Havemann (Wilhelm), een verdienstelijk Duitsch geschiedschrijver, geboren te Lüneburg den 27sten September 1800, studeerde eerst te Göttingen en daarna te Erlangen in de regten. Met grooten ijver nam hij echter deel aan het „Jongelingenverbond”, en toen hij in zijn examen niet slaagde, bezorgde een zijner vrienden te Darmstadt hem aldaar eene onderwijzersbetrekking. Bij het vervolgen van dezulken, die aan staatkundige vereenigingen hadden deelgenomen, werd ook hij in den kerker geworpen en op last der centrale commissie van den Bond te Mainz in het voorjaar van 1824 aan Pruissen uitgeleverd, waarna hij eerst te Wetzlar, toen te Berlijn en vervolgens te Köpnik teregtstond, daarna aan Hannover uitgeleverd werd en zich te Osnabrück veroordeeld zag tot eene 5-jarige gevangenisstraf, welke hij te Hildesheim ondergaan moest. Gedurende dien tijd legde hij zich met ijver toe op de geschiedenis. Toen hij in het laatst van 1829 op vrije voeten gesteld werd, vestigde hij zich te Hannover, waar hij voorlezingen hield over geschiedkundige onderwerpen, waardoor hij de gunst van aanzienlijke personen — vooral van den hertog van Cambridge — verwierf.

Weldra was hij leeraar in de geschiedenis der Duitsche letterkunde aan de militaire académie te Hannover, en in 1831 aan het paedagogium te Ilefeld.

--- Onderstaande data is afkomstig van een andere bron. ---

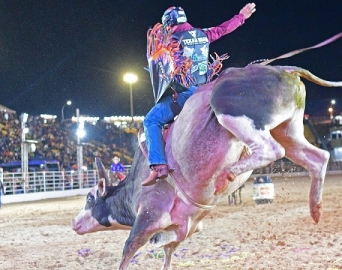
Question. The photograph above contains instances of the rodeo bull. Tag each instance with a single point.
(214, 145)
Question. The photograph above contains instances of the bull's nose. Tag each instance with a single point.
(74, 225)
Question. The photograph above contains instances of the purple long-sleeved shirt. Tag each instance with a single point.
(214, 33)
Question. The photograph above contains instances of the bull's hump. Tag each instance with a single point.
(257, 92)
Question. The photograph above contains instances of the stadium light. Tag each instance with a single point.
(67, 103)
(131, 78)
(24, 154)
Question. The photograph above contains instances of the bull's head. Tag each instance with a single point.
(105, 209)
(104, 181)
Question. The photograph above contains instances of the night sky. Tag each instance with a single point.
(53, 51)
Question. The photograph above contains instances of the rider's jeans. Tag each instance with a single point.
(154, 121)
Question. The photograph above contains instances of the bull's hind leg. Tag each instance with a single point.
(169, 250)
(300, 151)
(264, 149)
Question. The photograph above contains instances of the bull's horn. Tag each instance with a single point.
(102, 171)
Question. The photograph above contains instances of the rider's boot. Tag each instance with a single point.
(159, 171)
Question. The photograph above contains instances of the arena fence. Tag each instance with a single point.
(57, 184)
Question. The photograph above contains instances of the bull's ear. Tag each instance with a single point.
(101, 186)
(102, 171)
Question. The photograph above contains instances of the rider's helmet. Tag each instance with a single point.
(173, 16)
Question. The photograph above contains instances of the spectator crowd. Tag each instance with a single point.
(58, 141)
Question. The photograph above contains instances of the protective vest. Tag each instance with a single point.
(195, 45)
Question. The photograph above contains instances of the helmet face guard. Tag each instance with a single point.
(173, 16)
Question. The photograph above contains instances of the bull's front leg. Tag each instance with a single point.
(145, 226)
(264, 148)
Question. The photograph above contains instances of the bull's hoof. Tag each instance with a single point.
(316, 212)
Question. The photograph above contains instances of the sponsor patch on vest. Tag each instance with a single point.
(195, 41)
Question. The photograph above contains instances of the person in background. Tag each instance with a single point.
(117, 169)
(2, 191)
(192, 55)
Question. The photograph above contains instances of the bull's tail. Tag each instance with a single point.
(310, 77)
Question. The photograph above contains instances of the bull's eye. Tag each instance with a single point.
(90, 199)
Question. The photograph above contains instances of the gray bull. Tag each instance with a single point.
(244, 120)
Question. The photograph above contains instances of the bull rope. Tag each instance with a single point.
(287, 55)
(202, 206)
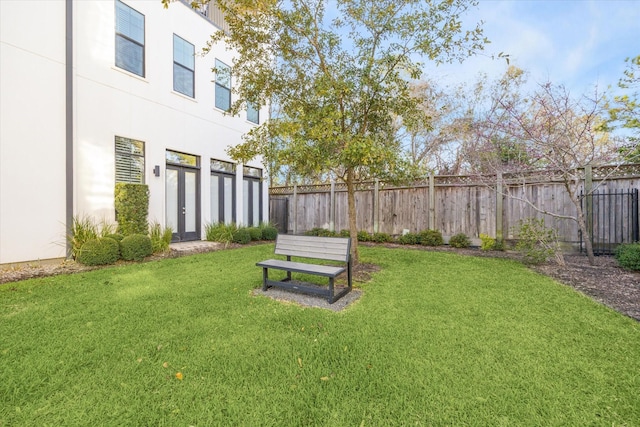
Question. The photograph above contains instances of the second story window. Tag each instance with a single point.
(183, 66)
(129, 39)
(223, 86)
(253, 113)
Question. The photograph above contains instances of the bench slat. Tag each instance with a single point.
(329, 248)
(299, 267)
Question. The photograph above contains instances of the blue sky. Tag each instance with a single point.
(578, 43)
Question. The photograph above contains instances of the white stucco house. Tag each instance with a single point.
(95, 92)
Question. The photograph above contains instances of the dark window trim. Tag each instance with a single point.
(142, 45)
(183, 66)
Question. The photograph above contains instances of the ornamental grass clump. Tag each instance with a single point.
(136, 247)
(431, 238)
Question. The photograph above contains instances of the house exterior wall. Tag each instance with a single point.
(32, 130)
(108, 102)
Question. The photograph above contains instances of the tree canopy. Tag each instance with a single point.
(337, 76)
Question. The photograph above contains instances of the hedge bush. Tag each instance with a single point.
(269, 233)
(100, 251)
(255, 233)
(460, 241)
(409, 239)
(431, 238)
(628, 256)
(136, 247)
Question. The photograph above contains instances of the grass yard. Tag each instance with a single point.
(436, 339)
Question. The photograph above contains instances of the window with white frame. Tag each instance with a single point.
(129, 160)
(253, 113)
(183, 66)
(223, 86)
(129, 39)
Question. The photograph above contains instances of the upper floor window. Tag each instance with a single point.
(129, 39)
(253, 113)
(223, 86)
(129, 160)
(183, 66)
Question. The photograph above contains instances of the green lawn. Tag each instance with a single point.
(436, 339)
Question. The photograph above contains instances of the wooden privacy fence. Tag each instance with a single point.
(492, 205)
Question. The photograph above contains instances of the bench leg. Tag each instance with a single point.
(330, 299)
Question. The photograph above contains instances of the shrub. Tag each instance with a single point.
(136, 247)
(538, 243)
(132, 208)
(220, 232)
(431, 238)
(460, 241)
(160, 237)
(319, 231)
(381, 238)
(628, 256)
(364, 236)
(269, 232)
(255, 233)
(242, 236)
(100, 251)
(487, 242)
(409, 239)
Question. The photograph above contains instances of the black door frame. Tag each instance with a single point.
(180, 235)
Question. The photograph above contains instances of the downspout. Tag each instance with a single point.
(69, 120)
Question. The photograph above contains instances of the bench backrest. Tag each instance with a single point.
(329, 248)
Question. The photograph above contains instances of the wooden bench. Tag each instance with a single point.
(323, 248)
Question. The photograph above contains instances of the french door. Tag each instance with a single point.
(183, 202)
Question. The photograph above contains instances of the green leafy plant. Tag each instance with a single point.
(628, 256)
(269, 233)
(132, 208)
(488, 243)
(431, 238)
(99, 251)
(460, 241)
(319, 231)
(255, 233)
(409, 239)
(220, 232)
(364, 236)
(160, 237)
(538, 243)
(381, 238)
(83, 229)
(241, 236)
(136, 247)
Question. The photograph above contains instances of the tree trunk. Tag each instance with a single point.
(353, 226)
(582, 225)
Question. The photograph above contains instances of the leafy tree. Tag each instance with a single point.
(338, 76)
(624, 110)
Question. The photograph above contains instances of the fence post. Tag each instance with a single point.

In 1838 zag hij zich beroepen tot hoogleeraar in de vaderlandsche geschiedenis te Göttingen en in 1850 benoemd tot lid der Académie van Wetenschappen aldaar. Hij overleed er den 23sten Augustus 1869. Yan zijne geschriften noemen wij: „Geschichte der Kampfe Frankreichs in Italien von 1494—1515 (1833—1835, 2 dln)”, — „Magnus II, Hertog zu Braunschweig und Lüneburg(1837—1838,2 dln, later in 3 dln op nieuw bewerkt)”, — „Elisabeth, Herzogin von Braunschweig-Lüneburg (1839)”, — „Mittheilungen aus dem Leben von Michael Neander (1841)”, — „Kirchenreformation der Stadt Göttingen (1842)”, — „Handbuch der neuern Geschichte (1840—1844, 3 dln)”, — „Geschichte des Ausgangs des TempelherrnOrdens (1846)”, — „Darstellungen aus der innem Geschichte Spaniens des 15, 16 und 17 Jahrhunderts (1850)”, — „Das Leben von Don Juan d’Austria (1865)”, — en „Das Kurfürstenthum Hannover unter zehnjähriger Fremdherrschaft von 1803—1813 (1867)”. Ook was hij geruimen tijd redacteur van de „Göttinger gelehrten Anzeigen”.